Una mañana, mientras paseaba por la playa, vio a lo lejos la figura de un joven que se movía de manera extraña como si estuviera bailando.

Al acercarse, constató que era un muchacho que se dedicaba a recoger estrellas de mar de la orilla y las lanzaba de nuevo al mar.

– ¿Qué estás haciendo?, preguntó al joven.

– Recojo las estrellas de mar que han quedado varadas y las devuelvo al mar. La marea ha bajado demasiado y muchas morirán.

– Pero esto que haces no tiene ningún sentido. Es el destino de las estrellas. Morirán en la playa y serán alimento para otros animales. Además, ¡hay miles de estrellas en esta playa! ¡Nunca tendrás tiempo de salvarlas a todas!

El joven miró fijamente al escritor, cogió una estrella de mar de la arena y la lanzó con fuerza por encima de las olas.

Mientras contemplaban cómo la estrella se hundía lentamente en el horizonte, el joven le dijo: “Para ésta… sí que tiene sentido. Ésta, hoy, no se muere. Ni esta, ni esta…”.

Desconcertado, el escritor regresó a su casita enfrente de la playa.

Durante toda la tarde estuvo buscando inspiración para su libro. Pero las palabras se quedaron encerradas en su alma.

No podía comprender la conducta del joven.

¿Por qué actuaba de esa manera? ¿Acaso pensaba que podría salvar a todas las estrellas? ¿Y de qué serviría si la marea las devolvería a la playa en apenas unas horas?

Sumido en tales cavilaciones, el escritor apenas durmió.

Al día siguiente, salió a la terraza y contempló cómo el sol resplandecía sobre la inmensidad del océano. Un segundo bastó para comprender.

Salió corriendo hacia la playa en busca del joven y le ayudó a salvar estrellas de mar.

Una de las tendencias filosóficas que más han triunfado en los últimos años ha sido, sin duda, aquella que reclama un espacio cada vez mayor para el individuo.

Gracias a esta forma de pensar, hemos convertido la autonomía en el eje vertebrador de nuestra vida.

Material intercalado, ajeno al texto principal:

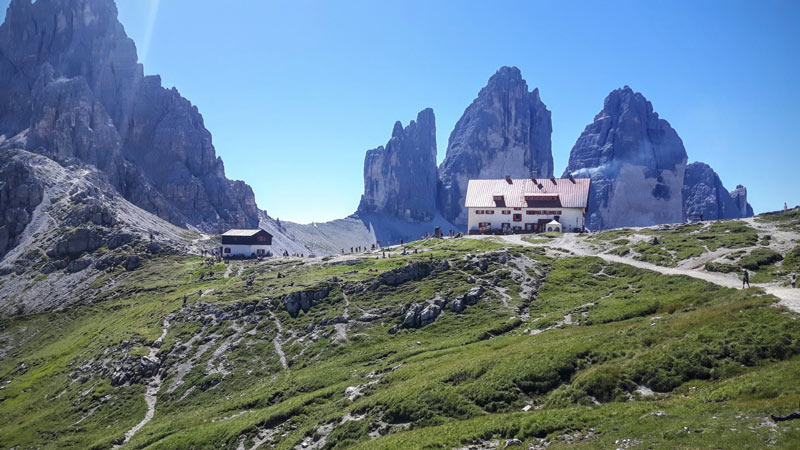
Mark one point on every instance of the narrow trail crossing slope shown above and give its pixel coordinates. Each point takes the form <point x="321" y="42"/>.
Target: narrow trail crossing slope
<point x="573" y="243"/>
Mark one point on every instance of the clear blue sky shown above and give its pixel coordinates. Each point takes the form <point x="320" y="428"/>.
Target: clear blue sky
<point x="294" y="93"/>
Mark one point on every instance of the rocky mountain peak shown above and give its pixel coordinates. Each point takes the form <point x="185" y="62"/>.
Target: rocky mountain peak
<point x="637" y="163"/>
<point x="400" y="179"/>
<point x="71" y="85"/>
<point x="505" y="131"/>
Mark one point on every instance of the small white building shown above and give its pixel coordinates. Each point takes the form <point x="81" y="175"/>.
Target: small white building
<point x="527" y="205"/>
<point x="246" y="243"/>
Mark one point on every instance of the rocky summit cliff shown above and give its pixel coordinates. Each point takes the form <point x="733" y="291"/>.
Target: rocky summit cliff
<point x="400" y="179"/>
<point x="637" y="163"/>
<point x="505" y="131"/>
<point x="705" y="197"/>
<point x="71" y="89"/>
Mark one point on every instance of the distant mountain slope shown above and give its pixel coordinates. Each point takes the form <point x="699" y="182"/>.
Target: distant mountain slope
<point x="69" y="227"/>
<point x="71" y="87"/>
<point x="484" y="343"/>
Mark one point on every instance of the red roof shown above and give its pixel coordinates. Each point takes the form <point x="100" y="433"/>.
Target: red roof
<point x="571" y="193"/>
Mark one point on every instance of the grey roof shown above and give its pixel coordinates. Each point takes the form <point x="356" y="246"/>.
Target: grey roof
<point x="571" y="193"/>
<point x="235" y="232"/>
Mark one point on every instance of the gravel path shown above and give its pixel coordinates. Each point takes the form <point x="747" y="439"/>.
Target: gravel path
<point x="150" y="394"/>
<point x="788" y="297"/>
<point x="277" y="341"/>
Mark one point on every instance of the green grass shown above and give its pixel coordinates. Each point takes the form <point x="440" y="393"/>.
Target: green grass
<point x="718" y="358"/>
<point x="787" y="221"/>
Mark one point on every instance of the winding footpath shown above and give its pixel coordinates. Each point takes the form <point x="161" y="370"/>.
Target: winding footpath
<point x="788" y="297"/>
<point x="150" y="394"/>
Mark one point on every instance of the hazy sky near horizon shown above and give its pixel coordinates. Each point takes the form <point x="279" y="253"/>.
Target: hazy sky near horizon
<point x="294" y="93"/>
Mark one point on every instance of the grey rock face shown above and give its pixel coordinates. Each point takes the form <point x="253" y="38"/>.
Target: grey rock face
<point x="400" y="179"/>
<point x="20" y="193"/>
<point x="636" y="162"/>
<point x="71" y="85"/>
<point x="705" y="196"/>
<point x="505" y="131"/>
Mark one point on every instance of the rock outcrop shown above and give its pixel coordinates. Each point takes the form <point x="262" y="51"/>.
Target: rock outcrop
<point x="505" y="131"/>
<point x="71" y="88"/>
<point x="20" y="194"/>
<point x="637" y="163"/>
<point x="400" y="179"/>
<point x="304" y="300"/>
<point x="739" y="196"/>
<point x="705" y="197"/>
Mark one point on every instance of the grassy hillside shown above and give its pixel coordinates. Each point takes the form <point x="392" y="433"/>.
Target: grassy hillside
<point x="558" y="351"/>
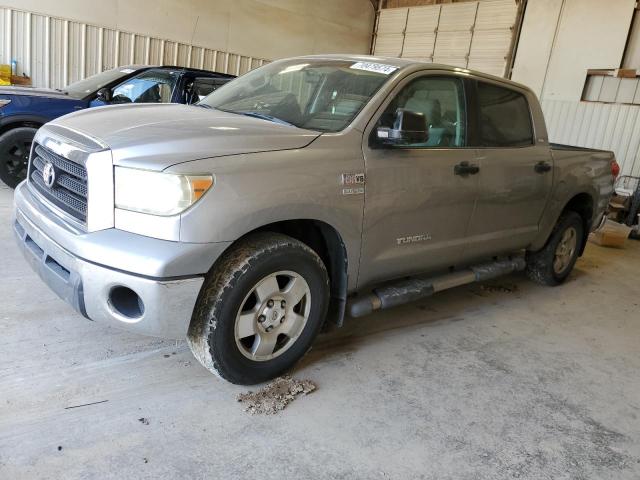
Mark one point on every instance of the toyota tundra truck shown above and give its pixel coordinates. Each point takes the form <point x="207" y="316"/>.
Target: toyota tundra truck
<point x="305" y="191"/>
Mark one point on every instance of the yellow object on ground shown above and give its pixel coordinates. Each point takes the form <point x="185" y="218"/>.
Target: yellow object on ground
<point x="5" y="74"/>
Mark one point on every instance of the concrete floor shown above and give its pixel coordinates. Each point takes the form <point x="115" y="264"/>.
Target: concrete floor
<point x="475" y="383"/>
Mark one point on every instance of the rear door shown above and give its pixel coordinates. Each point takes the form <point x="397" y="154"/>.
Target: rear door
<point x="417" y="209"/>
<point x="196" y="88"/>
<point x="515" y="175"/>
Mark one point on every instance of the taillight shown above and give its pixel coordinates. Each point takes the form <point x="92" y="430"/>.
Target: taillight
<point x="615" y="169"/>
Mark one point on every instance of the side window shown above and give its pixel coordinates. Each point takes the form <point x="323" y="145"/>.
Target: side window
<point x="505" y="120"/>
<point x="152" y="86"/>
<point x="201" y="87"/>
<point x="441" y="101"/>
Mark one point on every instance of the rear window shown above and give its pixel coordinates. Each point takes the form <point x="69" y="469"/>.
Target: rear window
<point x="505" y="120"/>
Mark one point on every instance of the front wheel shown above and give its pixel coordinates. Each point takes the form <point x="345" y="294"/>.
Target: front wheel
<point x="259" y="309"/>
<point x="553" y="264"/>
<point x="15" y="146"/>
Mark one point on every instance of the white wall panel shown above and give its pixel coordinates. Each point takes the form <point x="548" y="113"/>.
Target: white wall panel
<point x="597" y="125"/>
<point x="55" y="52"/>
<point x="476" y="35"/>
<point x="591" y="34"/>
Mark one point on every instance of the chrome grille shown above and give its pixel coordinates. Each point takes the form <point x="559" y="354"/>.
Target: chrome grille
<point x="69" y="190"/>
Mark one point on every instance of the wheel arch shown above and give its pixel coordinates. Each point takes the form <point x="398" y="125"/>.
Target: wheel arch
<point x="326" y="241"/>
<point x="583" y="204"/>
<point x="31" y="121"/>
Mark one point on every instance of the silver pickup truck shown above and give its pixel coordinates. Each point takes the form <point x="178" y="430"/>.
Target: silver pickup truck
<point x="307" y="189"/>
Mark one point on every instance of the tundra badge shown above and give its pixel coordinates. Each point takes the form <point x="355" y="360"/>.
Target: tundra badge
<point x="348" y="179"/>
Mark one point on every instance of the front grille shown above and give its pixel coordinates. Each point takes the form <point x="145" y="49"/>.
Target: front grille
<point x="69" y="190"/>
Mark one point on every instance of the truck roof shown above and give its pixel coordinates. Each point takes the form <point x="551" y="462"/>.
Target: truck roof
<point x="176" y="67"/>
<point x="408" y="63"/>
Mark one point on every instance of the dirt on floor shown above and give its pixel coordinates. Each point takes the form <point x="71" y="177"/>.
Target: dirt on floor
<point x="275" y="396"/>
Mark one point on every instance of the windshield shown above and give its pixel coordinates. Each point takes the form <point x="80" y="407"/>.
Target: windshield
<point x="82" y="88"/>
<point x="323" y="95"/>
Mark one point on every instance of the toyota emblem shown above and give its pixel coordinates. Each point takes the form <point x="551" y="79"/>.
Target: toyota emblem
<point x="49" y="174"/>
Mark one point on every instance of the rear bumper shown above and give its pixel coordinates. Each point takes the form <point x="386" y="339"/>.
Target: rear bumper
<point x="167" y="303"/>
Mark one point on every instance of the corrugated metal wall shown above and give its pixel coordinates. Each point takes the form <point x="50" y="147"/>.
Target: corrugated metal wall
<point x="607" y="126"/>
<point x="55" y="52"/>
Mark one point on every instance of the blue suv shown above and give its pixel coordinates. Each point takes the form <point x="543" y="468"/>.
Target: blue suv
<point x="24" y="109"/>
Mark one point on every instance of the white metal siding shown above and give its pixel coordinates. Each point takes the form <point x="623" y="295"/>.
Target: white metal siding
<point x="55" y="52"/>
<point x="390" y="32"/>
<point x="597" y="125"/>
<point x="476" y="35"/>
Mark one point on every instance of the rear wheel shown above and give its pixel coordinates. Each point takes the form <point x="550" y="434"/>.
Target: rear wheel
<point x="553" y="264"/>
<point x="259" y="309"/>
<point x="15" y="146"/>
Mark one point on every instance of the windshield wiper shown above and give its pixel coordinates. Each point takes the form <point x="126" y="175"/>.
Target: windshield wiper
<point x="264" y="116"/>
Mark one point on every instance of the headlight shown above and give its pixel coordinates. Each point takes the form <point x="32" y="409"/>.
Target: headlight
<point x="158" y="193"/>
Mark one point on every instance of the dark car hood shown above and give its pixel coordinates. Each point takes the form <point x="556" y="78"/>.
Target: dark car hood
<point x="34" y="92"/>
<point x="160" y="135"/>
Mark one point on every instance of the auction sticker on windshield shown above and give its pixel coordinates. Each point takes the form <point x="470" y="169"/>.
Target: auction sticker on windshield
<point x="374" y="67"/>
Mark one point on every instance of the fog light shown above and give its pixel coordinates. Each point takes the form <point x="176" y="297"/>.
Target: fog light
<point x="126" y="302"/>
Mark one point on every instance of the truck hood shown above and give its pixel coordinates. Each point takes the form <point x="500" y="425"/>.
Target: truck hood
<point x="35" y="92"/>
<point x="157" y="136"/>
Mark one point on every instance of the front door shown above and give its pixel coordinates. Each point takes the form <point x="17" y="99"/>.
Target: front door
<point x="417" y="208"/>
<point x="515" y="176"/>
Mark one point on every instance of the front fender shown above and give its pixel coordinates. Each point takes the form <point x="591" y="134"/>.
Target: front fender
<point x="254" y="190"/>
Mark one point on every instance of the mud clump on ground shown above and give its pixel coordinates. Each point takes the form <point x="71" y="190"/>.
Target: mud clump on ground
<point x="275" y="396"/>
<point x="508" y="288"/>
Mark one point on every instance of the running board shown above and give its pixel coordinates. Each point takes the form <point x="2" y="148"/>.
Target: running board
<point x="412" y="289"/>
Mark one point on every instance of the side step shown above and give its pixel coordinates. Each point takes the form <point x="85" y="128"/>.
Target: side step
<point x="412" y="289"/>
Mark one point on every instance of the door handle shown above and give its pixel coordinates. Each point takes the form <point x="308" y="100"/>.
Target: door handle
<point x="466" y="168"/>
<point x="542" y="167"/>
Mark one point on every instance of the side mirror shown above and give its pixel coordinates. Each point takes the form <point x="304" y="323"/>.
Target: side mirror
<point x="104" y="94"/>
<point x="408" y="127"/>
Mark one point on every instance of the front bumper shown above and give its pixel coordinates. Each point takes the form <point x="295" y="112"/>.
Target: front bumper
<point x="87" y="285"/>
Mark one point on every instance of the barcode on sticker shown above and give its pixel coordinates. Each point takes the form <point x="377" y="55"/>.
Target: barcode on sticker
<point x="374" y="67"/>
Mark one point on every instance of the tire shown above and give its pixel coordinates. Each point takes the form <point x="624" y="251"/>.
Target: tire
<point x="234" y="304"/>
<point x="543" y="266"/>
<point x="15" y="146"/>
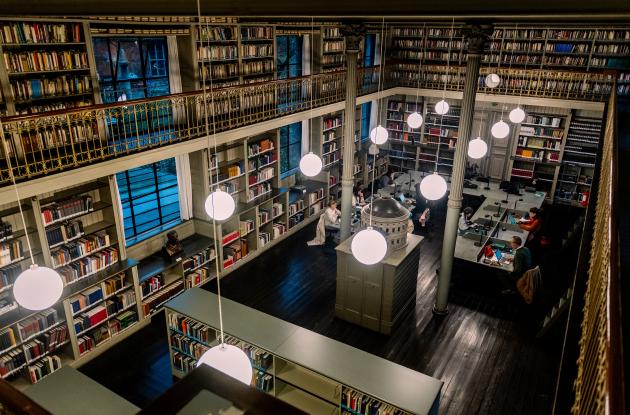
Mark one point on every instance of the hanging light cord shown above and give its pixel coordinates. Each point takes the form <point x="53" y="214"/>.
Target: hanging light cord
<point x="214" y="222"/>
<point x="17" y="195"/>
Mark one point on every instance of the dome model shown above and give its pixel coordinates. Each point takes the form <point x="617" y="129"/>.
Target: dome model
<point x="391" y="218"/>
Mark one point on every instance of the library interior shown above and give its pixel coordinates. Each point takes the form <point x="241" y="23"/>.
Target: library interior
<point x="273" y="207"/>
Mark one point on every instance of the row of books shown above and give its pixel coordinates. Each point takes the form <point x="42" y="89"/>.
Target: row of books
<point x="191" y="328"/>
<point x="188" y="346"/>
<point x="89" y="265"/>
<point x="41" y="33"/>
<point x="74" y="250"/>
<point x="10" y="251"/>
<point x="36" y="61"/>
<point x="55" y="212"/>
<point x="37" y="323"/>
<point x="63" y="232"/>
<point x="46" y="343"/>
<point x="26" y="89"/>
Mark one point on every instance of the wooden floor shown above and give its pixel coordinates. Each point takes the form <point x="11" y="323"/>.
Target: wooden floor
<point x="484" y="350"/>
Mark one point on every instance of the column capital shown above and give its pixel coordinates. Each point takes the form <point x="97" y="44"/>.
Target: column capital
<point x="353" y="33"/>
<point x="477" y="36"/>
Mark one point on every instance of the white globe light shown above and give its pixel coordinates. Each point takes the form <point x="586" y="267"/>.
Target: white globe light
<point x="310" y="164"/>
<point x="441" y="107"/>
<point x="219" y="205"/>
<point x="230" y="360"/>
<point x="379" y="135"/>
<point x="433" y="186"/>
<point x="517" y="115"/>
<point x="414" y="120"/>
<point x="500" y="129"/>
<point x="493" y="80"/>
<point x="477" y="148"/>
<point x="369" y="246"/>
<point x="37" y="288"/>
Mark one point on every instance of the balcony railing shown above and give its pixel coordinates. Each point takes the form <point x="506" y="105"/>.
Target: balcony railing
<point x="599" y="386"/>
<point x="46" y="143"/>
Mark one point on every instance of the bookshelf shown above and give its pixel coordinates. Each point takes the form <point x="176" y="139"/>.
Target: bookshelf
<point x="538" y="150"/>
<point x="161" y="278"/>
<point x="46" y="66"/>
<point x="578" y="161"/>
<point x="280" y="350"/>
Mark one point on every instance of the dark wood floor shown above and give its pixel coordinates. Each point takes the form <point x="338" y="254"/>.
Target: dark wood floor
<point x="484" y="350"/>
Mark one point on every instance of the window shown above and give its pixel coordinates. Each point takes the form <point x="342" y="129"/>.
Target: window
<point x="131" y="68"/>
<point x="366" y="111"/>
<point x="150" y="199"/>
<point x="289" y="52"/>
<point x="290" y="148"/>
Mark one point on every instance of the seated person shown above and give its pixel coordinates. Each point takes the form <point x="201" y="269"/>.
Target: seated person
<point x="331" y="215"/>
<point x="522" y="262"/>
<point x="532" y="224"/>
<point x="465" y="225"/>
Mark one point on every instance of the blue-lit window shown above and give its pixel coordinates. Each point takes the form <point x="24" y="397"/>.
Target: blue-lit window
<point x="290" y="148"/>
<point x="149" y="198"/>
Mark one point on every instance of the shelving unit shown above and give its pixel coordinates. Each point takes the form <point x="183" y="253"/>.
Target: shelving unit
<point x="282" y="354"/>
<point x="578" y="161"/>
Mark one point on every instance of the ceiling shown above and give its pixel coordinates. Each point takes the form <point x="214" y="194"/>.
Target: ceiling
<point x="556" y="10"/>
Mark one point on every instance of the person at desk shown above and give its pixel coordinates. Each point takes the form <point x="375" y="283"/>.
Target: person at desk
<point x="330" y="216"/>
<point x="522" y="262"/>
<point x="533" y="224"/>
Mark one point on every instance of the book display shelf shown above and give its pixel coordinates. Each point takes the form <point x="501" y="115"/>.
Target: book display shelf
<point x="578" y="161"/>
<point x="161" y="278"/>
<point x="538" y="151"/>
<point x="235" y="54"/>
<point x="46" y="66"/>
<point x="341" y="380"/>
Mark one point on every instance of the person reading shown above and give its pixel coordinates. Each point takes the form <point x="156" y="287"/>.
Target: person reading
<point x="330" y="216"/>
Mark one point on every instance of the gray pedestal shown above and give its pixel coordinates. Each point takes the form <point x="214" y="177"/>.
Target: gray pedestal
<point x="375" y="296"/>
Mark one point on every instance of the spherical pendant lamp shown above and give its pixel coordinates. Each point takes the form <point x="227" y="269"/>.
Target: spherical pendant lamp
<point x="369" y="246"/>
<point x="441" y="107"/>
<point x="517" y="115"/>
<point x="433" y="186"/>
<point x="230" y="360"/>
<point x="500" y="129"/>
<point x="310" y="164"/>
<point x="414" y="120"/>
<point x="37" y="288"/>
<point x="379" y="135"/>
<point x="493" y="80"/>
<point x="477" y="148"/>
<point x="219" y="205"/>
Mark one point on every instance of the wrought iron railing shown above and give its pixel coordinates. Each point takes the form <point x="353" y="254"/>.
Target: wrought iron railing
<point x="599" y="387"/>
<point x="45" y="143"/>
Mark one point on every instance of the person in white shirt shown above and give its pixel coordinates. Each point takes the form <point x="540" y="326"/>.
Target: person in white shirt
<point x="331" y="215"/>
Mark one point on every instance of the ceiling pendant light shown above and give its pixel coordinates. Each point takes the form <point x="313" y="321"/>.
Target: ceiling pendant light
<point x="433" y="186"/>
<point x="441" y="107"/>
<point x="414" y="120"/>
<point x="379" y="135"/>
<point x="500" y="129"/>
<point x="220" y="205"/>
<point x="37" y="288"/>
<point x="230" y="360"/>
<point x="492" y="80"/>
<point x="311" y="164"/>
<point x="477" y="148"/>
<point x="369" y="246"/>
<point x="517" y="115"/>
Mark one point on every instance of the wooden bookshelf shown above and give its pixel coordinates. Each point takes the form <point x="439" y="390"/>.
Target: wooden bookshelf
<point x="279" y="352"/>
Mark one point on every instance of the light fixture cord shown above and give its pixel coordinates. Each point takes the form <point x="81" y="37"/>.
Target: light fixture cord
<point x="17" y="194"/>
<point x="214" y="223"/>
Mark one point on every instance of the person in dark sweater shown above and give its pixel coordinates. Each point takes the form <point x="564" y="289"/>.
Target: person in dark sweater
<point x="522" y="262"/>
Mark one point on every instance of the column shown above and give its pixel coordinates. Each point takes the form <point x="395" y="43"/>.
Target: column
<point x="476" y="37"/>
<point x="352" y="36"/>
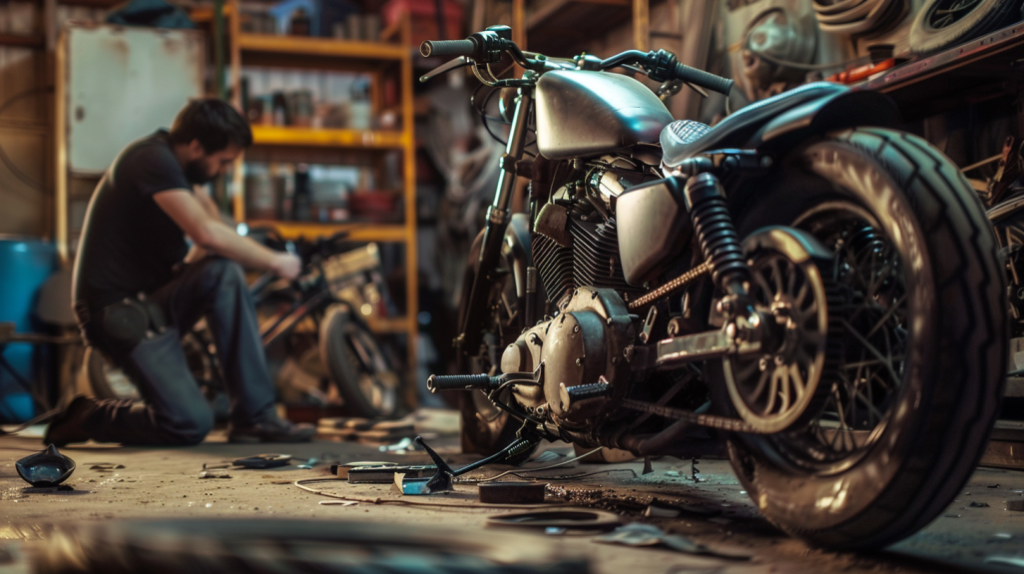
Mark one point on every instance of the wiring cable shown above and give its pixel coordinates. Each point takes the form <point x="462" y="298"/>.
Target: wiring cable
<point x="402" y="501"/>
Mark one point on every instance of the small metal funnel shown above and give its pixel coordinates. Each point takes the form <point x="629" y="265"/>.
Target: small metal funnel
<point x="45" y="469"/>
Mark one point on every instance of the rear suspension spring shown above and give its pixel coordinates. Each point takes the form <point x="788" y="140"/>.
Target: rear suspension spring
<point x="717" y="233"/>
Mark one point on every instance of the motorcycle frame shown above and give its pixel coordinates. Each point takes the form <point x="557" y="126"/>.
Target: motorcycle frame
<point x="497" y="223"/>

Estamos en condiciones de decidir –al menos, en la sociedad occidental– cualquier aspecto que incida en nuestro proyecto vital.

La postmodernidad ha roto las barreras que constreñían la libertad del individuo y ha ofrecido un abanico infinito de posibilidades que permiten configurar la vida de acuerdo a las preferencias de cada uno.

Este “paradigma de la autonomía” presenta, sin embargo, algunas sombras.

A medida que hemos ganado independencia, hemos perdido esos lazos invisibles que nos unían a la sociedad.

Cada vez estamos más preocupados por nosotros mismos y nos cuesta comprometernos con todo aquello que no nos afecta directamente.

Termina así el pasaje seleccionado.